You can skip the advanced section and save your credential.
Now, you can configure the alert for your error state by finding it in search and saving search as an alert. Under Trigger Actions, select Add Actions and choose Better Webhook from the menu.

Then, format the message body as shown in AWS DevOps Agent.
In Splunk, the URL is the DevOps Agent webhook url which you had saved in a .csv with your token while creating the webhook. Paste the format above into the Body Format section as shown below, select the credential you saved in Better Webhooks earlier, and save your alert.

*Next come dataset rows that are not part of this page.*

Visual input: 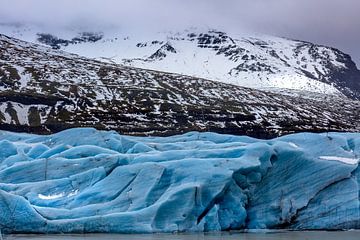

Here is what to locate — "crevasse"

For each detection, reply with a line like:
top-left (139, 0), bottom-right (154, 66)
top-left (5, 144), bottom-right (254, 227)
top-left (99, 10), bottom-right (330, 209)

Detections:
top-left (0, 128), bottom-right (359, 233)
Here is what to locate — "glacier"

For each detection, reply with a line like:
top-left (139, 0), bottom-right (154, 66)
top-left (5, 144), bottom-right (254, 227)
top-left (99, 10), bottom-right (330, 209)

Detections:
top-left (0, 128), bottom-right (359, 233)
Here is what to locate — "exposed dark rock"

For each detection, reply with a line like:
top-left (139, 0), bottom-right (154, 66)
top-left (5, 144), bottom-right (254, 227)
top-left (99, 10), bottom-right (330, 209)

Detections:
top-left (0, 34), bottom-right (359, 137)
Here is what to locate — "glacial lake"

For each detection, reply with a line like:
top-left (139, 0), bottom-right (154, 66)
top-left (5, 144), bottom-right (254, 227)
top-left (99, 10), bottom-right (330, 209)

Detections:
top-left (4, 231), bottom-right (360, 240)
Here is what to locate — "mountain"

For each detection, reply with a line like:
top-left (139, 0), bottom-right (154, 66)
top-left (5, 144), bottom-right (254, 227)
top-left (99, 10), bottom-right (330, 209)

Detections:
top-left (0, 34), bottom-right (359, 137)
top-left (1, 23), bottom-right (360, 99)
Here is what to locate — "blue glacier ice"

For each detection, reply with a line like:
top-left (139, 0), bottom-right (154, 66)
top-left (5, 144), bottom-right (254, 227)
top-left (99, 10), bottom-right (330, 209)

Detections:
top-left (0, 128), bottom-right (359, 233)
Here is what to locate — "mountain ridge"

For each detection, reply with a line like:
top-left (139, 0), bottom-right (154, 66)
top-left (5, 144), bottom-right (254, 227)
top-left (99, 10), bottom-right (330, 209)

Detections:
top-left (0, 34), bottom-right (359, 137)
top-left (1, 24), bottom-right (359, 99)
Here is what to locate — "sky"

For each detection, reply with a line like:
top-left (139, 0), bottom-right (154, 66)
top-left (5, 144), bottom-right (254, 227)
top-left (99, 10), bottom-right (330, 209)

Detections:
top-left (0, 0), bottom-right (359, 66)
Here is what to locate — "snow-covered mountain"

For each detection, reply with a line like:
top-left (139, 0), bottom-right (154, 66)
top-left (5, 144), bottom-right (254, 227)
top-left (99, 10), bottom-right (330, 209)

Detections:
top-left (1, 23), bottom-right (360, 99)
top-left (1, 34), bottom-right (359, 137)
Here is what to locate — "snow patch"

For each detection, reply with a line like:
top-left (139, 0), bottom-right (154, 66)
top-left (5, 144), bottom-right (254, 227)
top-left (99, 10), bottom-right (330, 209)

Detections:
top-left (319, 156), bottom-right (359, 165)
top-left (38, 193), bottom-right (65, 200)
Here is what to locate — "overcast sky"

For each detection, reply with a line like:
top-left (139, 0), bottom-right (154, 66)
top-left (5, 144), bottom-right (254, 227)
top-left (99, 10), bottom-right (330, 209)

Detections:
top-left (1, 0), bottom-right (359, 66)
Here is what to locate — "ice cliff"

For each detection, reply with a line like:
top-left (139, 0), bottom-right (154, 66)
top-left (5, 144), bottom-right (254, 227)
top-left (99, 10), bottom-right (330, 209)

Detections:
top-left (0, 128), bottom-right (359, 233)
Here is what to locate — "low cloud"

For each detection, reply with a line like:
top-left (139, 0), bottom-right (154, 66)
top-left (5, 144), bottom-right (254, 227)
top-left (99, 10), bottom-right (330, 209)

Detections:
top-left (1, 0), bottom-right (359, 65)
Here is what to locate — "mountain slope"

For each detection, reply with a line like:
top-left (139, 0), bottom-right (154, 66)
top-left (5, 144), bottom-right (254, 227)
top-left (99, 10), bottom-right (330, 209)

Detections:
top-left (0, 34), bottom-right (359, 137)
top-left (2, 24), bottom-right (360, 99)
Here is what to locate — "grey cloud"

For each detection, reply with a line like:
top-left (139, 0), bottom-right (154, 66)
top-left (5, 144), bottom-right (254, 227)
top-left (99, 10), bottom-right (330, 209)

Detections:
top-left (0, 0), bottom-right (359, 65)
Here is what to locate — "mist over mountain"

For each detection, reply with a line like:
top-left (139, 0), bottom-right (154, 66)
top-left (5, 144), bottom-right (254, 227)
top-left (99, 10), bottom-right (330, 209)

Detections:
top-left (1, 0), bottom-right (359, 65)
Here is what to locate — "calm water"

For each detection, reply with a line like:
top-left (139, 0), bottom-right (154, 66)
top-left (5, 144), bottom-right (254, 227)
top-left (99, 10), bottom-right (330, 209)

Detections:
top-left (4, 231), bottom-right (360, 240)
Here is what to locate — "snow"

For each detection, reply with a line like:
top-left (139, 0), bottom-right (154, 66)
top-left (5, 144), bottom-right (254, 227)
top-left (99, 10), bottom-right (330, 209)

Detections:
top-left (2, 27), bottom-right (358, 138)
top-left (0, 102), bottom-right (51, 125)
top-left (0, 24), bottom-right (350, 97)
top-left (38, 189), bottom-right (79, 200)
top-left (319, 156), bottom-right (359, 165)
top-left (0, 104), bottom-right (12, 123)
top-left (288, 142), bottom-right (300, 149)
top-left (12, 103), bottom-right (31, 125)
top-left (0, 128), bottom-right (359, 233)
top-left (38, 193), bottom-right (65, 200)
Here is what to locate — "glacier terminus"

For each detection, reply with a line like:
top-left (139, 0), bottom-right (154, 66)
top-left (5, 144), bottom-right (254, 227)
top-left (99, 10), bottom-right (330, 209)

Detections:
top-left (0, 128), bottom-right (359, 233)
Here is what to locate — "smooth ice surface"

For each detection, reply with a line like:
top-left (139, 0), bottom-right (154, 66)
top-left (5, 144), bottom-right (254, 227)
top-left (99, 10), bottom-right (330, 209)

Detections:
top-left (0, 128), bottom-right (359, 233)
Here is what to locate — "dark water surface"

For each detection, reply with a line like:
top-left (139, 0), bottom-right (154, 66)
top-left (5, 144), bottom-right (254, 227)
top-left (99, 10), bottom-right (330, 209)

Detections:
top-left (4, 231), bottom-right (360, 240)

Notice that the Body Format box should reflect the format from AWS DevOps Agent above. Now, AWS DevOps Agent will initiate an investigation when Splunk errors exceed the threshold for the alert you’ve created. You may want to experiment with throttling and thresholds to keep AWS DevOps Agent from starting too many investigations.
Connecting to Slack
You can connect AWS DevOps Agent to your Slack environment and configure a channel for your Agent Space to communicate with. You can have multiple Agent Spaces communicate in one Slack channel, or you can have existing Slack channels for your SRE team invite the Agent Space to it.
To get started, you need to have access to a Slack workspace with the ability to install and authorize third-party applications. You then need to go to the AWS DevOps Agent console, navigate to “Settings” and select “Communications”. When you choose Register, you will be redirected to Slack to authorize the AWS DevOps Agent application for your workspace. It is important to install at the workspace level, not in your enterprise grid.
After you choose Allow, you will be directed back to your DevOps Agent console to associate your Agent Space with your Slack channel. Go to your Agent Space, scroll down to Communications, and choose Add integration.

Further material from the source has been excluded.